Reputation: 266
I am going through a large CSV file line by line. What I want to do is count occurrences of the strings in a certain column. Where I am running into trouble is that I would like the counter to be nested inside of a dictionary, where the keys for the outer dictionary is the value from another column. I need to do this or else the data will be processed incorrectly as there are duplicates.
imagine my CSV:
outerDictKey CounterKey
apple purple
apple blue
pear purple
So basically I want:
dictionary = { apple:
counter({blue: 1
purple: 1})
pear:
counter({purple: 1})
}
I wasnt sure how to do this.
myCounter = Counter()
myKey = 'barbara'
counterKey = 'streisand'
largeDict = defaultdict(dict)
largeDict[myKey] = {myCounter[counterKey] += 1}
Intuitively this looks like it wouldnt work, and of course it gives a syntax error.
I also tried
largeDict[myKey][myCounter][counterKey]+=1
Which throws a "TypeError: unhashable type: 'Counter'" error.
Finally
>>> largeDict[myKey]=Counter()
>>> largeDict[myKey][myCounter][counterKey]+=1
Which still gives a type error. So how do I increment a Counter nested in a dictionary?
Upvotes: 2
Views: 3583
Reputation: 49826
This will work:
myCounter = Counter()
largedict = { myKey:
{counterKey: myCounter
anotherKey: Value2}
}
largedict[myKey][counterKey]['somethingyouwanttocount']+=1
Counter
is just a dict with some extra functionality. However, as a dict, it cannot be a key in a dict, nor an entry in a set, which explains the unhashable exception.

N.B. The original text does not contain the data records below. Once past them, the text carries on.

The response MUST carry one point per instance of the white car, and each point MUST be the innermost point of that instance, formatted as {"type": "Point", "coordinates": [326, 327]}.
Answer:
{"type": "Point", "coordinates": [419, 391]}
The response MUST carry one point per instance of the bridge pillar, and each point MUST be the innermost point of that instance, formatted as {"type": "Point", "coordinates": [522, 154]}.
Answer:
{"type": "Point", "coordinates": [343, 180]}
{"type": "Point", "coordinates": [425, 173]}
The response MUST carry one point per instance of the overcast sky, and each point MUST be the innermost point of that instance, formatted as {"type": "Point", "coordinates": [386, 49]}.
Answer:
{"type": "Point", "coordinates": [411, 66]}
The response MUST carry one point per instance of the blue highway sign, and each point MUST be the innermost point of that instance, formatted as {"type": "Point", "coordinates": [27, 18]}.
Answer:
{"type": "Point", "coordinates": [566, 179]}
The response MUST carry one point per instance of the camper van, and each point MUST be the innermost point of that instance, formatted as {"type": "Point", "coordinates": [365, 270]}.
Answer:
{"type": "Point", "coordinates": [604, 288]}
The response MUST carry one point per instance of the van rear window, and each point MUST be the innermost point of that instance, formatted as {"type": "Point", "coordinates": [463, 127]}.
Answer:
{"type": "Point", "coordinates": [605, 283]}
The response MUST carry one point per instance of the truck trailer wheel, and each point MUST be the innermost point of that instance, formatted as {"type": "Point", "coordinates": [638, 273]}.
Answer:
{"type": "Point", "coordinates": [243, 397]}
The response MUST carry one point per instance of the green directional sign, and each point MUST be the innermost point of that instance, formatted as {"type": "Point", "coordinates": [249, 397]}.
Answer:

Alternatively, if you're keeping track of information about coherent entities, rather than using nested dicts
, you could store the information (including the counter) in objects, and put the objects in a dict
as necessary.
If every value is a counter, then just use defaultdict:
from collections import defaultdict, Counter
largedict = defaultdict(Counter)
largedict['apple']['purple']+=1
Upvotes: 7
Reputation: 239473
If you just want to count occurrences of the strings in a certain column
, wouldnt this be enough
import collections
data = "Welcome to stack overflow. To give is to get."
print collections.Counter(data.split())
Output
Counter({'to': 2, 'give': 1, 'get.': 1, 'is': 1, 'Welcome': 1, 'To': 1, 'overflow.': 1, 'stack': 1})
Upvotes: 1